Share this article on:
Paediatric behavioural healthcare organisation Brightline is the latest company to come out as a victim of the Fortra GoAnywhere cloud hack.
The records of 783,606 people were reportedly affected by the attack, responsibility of which has been claimed by the Clop ransomware group.
In a statement issued on its website, Brightline confirmed that it was a user of the Fortra GoAnywhere MFT and that when it was informed of the issue on 4 February, it immediately engaged measures to protect its customers.
“While Fortra’s investigation is ongoing, we understand that on January 30, 2023, Fortra was made aware of suspicious activity within certain instances of its GoAnywhere MFT service,” said Brightline.
“Through its investigation, Fortra states that it identified a previously unknown vulnerability which an unauthorised party used to gain access to certain Fortra customers’ accounts and download files, including ours.”
While Brightline said its investigation initially found that its network was not affected and that the incident was limited to Fortra, it has since found that certain files that were saved in GoAnywhere were accessed by threat actors.
“After making this determination, we immediately began to analyse the files to determine which individuals and data had been affected,” added Brightline.
“As part of that analysis, it was determined that those files contained a limited amount of protected health information.”
Brightline said that information includes “some combination” of names, addresses, dates of birth, member ID numbers, health plan coverage dates, and employer names.
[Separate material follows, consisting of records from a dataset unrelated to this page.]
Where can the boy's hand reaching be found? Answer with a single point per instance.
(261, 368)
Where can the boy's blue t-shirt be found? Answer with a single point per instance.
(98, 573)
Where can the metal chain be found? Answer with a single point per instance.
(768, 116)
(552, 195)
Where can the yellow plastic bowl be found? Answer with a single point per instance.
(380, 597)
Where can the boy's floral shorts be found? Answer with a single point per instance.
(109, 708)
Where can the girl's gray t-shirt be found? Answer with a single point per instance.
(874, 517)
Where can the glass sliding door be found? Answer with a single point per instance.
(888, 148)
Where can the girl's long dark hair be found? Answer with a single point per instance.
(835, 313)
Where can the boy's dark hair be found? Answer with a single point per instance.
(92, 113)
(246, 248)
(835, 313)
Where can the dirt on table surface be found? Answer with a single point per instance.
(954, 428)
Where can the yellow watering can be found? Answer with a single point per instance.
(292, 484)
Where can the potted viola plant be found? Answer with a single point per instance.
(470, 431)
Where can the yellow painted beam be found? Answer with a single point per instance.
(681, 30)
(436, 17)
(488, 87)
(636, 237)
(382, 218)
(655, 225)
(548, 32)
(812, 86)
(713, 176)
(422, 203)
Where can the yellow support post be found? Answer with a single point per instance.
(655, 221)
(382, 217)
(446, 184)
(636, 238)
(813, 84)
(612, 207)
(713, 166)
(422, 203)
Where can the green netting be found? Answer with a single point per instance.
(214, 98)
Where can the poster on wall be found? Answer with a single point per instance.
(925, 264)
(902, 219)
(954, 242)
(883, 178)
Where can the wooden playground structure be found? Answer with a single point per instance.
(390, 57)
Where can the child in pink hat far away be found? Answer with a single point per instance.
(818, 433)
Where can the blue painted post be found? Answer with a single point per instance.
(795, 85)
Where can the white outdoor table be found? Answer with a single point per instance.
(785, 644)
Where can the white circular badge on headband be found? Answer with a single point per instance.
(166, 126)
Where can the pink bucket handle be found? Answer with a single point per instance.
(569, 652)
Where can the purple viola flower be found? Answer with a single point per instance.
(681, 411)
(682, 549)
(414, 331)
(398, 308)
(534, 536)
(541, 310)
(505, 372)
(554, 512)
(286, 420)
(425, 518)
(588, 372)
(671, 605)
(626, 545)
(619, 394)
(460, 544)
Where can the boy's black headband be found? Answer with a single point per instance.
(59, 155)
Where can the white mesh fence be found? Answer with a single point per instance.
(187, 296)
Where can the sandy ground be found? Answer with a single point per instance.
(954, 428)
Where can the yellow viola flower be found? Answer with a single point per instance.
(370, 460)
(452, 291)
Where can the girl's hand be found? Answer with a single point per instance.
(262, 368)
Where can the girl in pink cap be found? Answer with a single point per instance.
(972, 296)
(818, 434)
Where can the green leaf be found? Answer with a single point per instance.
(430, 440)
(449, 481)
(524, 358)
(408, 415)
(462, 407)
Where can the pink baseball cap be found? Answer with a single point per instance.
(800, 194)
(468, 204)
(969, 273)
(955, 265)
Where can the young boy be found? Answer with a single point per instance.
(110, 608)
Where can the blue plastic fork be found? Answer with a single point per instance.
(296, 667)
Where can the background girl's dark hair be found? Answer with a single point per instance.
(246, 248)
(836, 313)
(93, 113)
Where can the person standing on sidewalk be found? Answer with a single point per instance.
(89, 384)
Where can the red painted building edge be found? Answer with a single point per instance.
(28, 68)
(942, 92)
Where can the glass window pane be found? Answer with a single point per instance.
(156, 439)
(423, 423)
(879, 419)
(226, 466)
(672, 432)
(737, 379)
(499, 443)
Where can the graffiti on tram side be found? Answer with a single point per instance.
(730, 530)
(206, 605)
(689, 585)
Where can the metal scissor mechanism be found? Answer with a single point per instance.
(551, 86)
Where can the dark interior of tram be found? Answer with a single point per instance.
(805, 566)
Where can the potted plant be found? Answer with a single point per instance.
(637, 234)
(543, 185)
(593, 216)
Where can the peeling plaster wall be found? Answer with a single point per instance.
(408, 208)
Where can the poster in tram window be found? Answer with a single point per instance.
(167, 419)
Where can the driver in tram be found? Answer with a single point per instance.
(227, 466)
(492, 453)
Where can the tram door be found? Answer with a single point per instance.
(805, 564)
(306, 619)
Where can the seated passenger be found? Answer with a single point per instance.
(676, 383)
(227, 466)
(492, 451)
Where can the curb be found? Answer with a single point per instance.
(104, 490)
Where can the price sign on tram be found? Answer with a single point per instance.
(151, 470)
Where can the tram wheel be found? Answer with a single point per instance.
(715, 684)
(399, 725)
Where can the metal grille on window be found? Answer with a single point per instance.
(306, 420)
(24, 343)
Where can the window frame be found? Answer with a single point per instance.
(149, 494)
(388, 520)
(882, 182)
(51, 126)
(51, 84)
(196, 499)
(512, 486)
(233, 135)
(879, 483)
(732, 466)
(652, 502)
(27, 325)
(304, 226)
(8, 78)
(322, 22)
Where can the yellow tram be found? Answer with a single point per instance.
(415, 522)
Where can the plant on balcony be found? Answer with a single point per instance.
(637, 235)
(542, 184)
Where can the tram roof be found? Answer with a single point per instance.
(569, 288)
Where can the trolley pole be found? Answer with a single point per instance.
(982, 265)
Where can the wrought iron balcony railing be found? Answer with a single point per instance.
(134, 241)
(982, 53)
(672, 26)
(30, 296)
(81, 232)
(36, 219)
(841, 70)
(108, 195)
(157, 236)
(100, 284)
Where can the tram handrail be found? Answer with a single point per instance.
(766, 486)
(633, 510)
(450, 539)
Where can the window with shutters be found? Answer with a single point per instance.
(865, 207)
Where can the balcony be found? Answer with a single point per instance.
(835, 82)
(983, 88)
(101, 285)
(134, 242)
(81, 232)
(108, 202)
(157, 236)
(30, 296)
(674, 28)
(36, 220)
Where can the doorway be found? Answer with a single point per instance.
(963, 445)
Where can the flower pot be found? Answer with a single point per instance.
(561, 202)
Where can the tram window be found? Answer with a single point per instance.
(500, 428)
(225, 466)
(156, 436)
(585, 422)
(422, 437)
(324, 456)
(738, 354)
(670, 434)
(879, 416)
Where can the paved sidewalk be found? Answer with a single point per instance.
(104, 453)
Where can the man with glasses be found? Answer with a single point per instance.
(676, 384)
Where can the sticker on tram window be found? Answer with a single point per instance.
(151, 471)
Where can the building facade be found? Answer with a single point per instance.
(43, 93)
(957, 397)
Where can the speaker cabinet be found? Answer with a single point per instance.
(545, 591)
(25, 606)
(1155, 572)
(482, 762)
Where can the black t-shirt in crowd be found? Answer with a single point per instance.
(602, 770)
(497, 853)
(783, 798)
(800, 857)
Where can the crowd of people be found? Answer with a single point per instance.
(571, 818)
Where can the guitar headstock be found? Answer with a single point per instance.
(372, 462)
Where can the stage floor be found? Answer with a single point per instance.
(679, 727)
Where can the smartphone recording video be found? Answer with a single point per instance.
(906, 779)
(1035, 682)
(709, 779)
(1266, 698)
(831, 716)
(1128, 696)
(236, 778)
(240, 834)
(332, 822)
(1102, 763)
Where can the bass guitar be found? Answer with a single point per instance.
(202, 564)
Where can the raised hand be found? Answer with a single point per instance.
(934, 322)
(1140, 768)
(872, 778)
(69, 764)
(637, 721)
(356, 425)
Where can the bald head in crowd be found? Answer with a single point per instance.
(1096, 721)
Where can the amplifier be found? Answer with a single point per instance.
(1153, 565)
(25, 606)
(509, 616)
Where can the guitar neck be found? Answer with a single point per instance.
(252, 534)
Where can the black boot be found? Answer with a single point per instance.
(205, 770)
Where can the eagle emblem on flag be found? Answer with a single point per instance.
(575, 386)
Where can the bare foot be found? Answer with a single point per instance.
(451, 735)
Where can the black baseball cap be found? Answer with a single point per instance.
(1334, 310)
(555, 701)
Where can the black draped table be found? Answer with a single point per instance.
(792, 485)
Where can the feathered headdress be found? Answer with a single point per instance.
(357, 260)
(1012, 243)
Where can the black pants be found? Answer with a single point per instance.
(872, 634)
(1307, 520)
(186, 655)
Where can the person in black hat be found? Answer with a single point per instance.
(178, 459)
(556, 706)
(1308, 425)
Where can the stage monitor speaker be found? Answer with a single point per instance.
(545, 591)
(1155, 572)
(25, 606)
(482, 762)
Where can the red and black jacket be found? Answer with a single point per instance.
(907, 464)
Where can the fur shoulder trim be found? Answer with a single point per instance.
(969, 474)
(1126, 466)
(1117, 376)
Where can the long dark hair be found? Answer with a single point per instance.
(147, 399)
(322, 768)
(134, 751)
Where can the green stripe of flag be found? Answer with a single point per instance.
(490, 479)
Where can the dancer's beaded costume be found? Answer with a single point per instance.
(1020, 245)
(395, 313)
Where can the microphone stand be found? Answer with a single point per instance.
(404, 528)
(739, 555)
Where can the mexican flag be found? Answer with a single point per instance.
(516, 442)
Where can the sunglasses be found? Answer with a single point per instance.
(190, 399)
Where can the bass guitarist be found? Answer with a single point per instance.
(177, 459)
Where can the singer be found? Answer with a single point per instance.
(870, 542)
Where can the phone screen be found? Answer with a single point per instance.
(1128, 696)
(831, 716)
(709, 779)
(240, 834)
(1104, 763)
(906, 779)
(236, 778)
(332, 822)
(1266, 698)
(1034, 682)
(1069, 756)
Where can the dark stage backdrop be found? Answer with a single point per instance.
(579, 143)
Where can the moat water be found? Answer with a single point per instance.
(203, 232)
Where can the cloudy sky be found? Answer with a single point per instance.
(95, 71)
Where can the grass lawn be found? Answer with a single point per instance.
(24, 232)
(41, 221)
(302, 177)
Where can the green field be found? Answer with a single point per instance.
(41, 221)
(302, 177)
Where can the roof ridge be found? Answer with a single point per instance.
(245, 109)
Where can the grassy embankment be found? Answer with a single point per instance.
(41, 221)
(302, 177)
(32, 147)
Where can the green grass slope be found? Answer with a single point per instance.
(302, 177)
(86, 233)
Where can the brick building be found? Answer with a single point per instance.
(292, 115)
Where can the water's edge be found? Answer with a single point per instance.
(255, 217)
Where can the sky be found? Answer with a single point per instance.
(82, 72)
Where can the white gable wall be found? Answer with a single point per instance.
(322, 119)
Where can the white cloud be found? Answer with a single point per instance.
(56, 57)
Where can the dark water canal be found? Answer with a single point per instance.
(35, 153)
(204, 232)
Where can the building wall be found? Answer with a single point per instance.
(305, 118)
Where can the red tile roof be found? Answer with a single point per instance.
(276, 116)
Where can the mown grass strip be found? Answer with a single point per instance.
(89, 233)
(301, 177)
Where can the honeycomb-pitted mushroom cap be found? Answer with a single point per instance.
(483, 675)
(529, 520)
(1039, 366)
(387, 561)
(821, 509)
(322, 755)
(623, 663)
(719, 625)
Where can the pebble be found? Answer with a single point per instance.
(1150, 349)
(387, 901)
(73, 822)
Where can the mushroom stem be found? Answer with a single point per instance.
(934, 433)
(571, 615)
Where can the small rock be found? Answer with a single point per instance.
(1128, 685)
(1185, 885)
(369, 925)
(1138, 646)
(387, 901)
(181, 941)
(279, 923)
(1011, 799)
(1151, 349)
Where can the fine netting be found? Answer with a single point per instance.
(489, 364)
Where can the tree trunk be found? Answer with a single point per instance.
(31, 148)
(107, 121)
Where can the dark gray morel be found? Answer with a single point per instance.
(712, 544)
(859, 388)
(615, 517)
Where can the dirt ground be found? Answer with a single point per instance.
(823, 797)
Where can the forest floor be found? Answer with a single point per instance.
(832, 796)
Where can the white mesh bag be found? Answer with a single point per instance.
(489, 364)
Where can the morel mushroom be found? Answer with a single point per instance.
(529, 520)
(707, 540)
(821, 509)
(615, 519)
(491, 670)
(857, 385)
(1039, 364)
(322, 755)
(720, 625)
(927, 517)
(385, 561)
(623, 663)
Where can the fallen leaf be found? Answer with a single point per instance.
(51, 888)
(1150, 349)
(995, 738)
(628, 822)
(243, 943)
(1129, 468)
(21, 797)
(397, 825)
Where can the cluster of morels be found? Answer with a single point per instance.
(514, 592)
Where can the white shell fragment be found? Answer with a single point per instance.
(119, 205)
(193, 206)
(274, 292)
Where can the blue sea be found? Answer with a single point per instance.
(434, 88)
David Benas, associate principal consultant at Synopsys Software Integrity Group, has said that the fact that Clop was able to acquire files even after listing Brightline on its site is “very telling of the current state of information security in the healthcare industry.
“While proactive protection against vulnerabilities is critically important, this incident goes to show that proving you have strong incident response capabilities before you get breached is just as important — if not even more important — in a situation like this,” he added.
Brightline has taken a number of steps to address the issue, including law enforcement, taking down the service and confirming that Fortra blocked the threat actors’ credentials by deactivating them.
It has also said it has rebuilt its version of the service to prevent the same vulnerabilities being utilised, while implementing a number of security measures to its processes, such as limiting ongoing access to verified users.
Affected individuals are being contacted and are eligible for two years of free identity theft and credit monitoring services.
“As ransomware targets across the technology and financial sectors become more difficult to exploit, I expect that we will keep seeing more healthcare companies fall victim to attacks like this,” concluded Benas.
“Unfortunately for the patients, it will likely continue until enough the healthcare industry as a whole starts taking their security more seriously.”